Im Welt-Gespräch mit Paolo Mastrolilli begrüßt Ian Buruma, Ex-Chefredakteur der New York Review of Books, dass Kamala Harris beim Parteitag der Demokraten auf "woke" Themen verzichtete. Die Verlagerung des Fokus der Linken von der Arbeiterklasse auf kulturelle und soziale Themen sei ein Fehler gewesen: "Das jedoch ist nicht nur ein amerikanisches Phänomen, sondern auch ein europäisches. Wenn man sich die Ursachen für den Niedergang der alten linksgerichteten Parteien in Italien, Frankreich, Deutschland und den Niederlanden vor Augen führt, so liegt die Hauptursache darin, dass man von der gewerkschaftlichen Linie und den Interessen der Arbeiterklasse abgewichen ist und sich sozialen und kulturellen Themen wie Rassismus, Sexualität und Gender zugewandt hat. Das ist zwar verständlich, da das westliche Industrieproletariat geschrumpft ist und für die linken Parteien nicht mehr ausreichte, um Wahlen zu gewinnen. Diese Entwicklung hat ihnen jedoch auch geschadet. (...) Ein Großteil der extremen Hysterie ist ein Phänomen der Eliten, das die Universitäten, Verlage, Museen und die Kulturwelt in den großen Städten betrifft und von der New York Review of Books verkörpert wird. Doch diese Welt ist sehr klein. Das haben Harris und die Demokraten erkannt."

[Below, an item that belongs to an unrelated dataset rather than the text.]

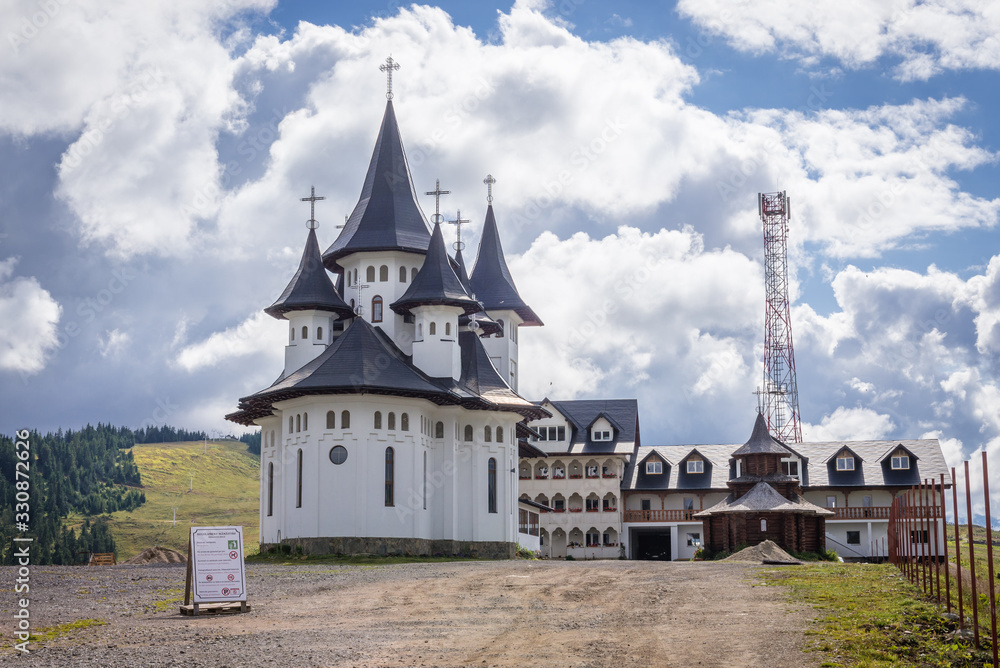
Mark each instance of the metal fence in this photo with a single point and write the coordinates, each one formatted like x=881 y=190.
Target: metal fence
x=915 y=548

Der Jerusalemer Rechtsprofessor Mordechai Kremnitzer legt in der FAZ einen Friedensplan für Israel und die Palästinenser vor, der "folgende Elemente enthalten würde: einen stabilen Waffenstillstand an beiden Fronten, die Ablösung der Hamas durch eine andere Regierung im Gazastreifen, ein Friedensabkommen zwischen Israel und den Palästinensern auf Basis der Zwei-Staaten-Lösung, die Aufnahme voller diplomatischer Beziehungen zwischen Israel und Saudi-Arabien sowie anderen arabischen und muslimischen Staaten." Als Haupthindernis für diesen Plan sieht Kremnitzer die Tatsache, "dass Israel jedwede Verständigung mit den Palästinensern ablehnt. Diese Haltung ist bedauerlich."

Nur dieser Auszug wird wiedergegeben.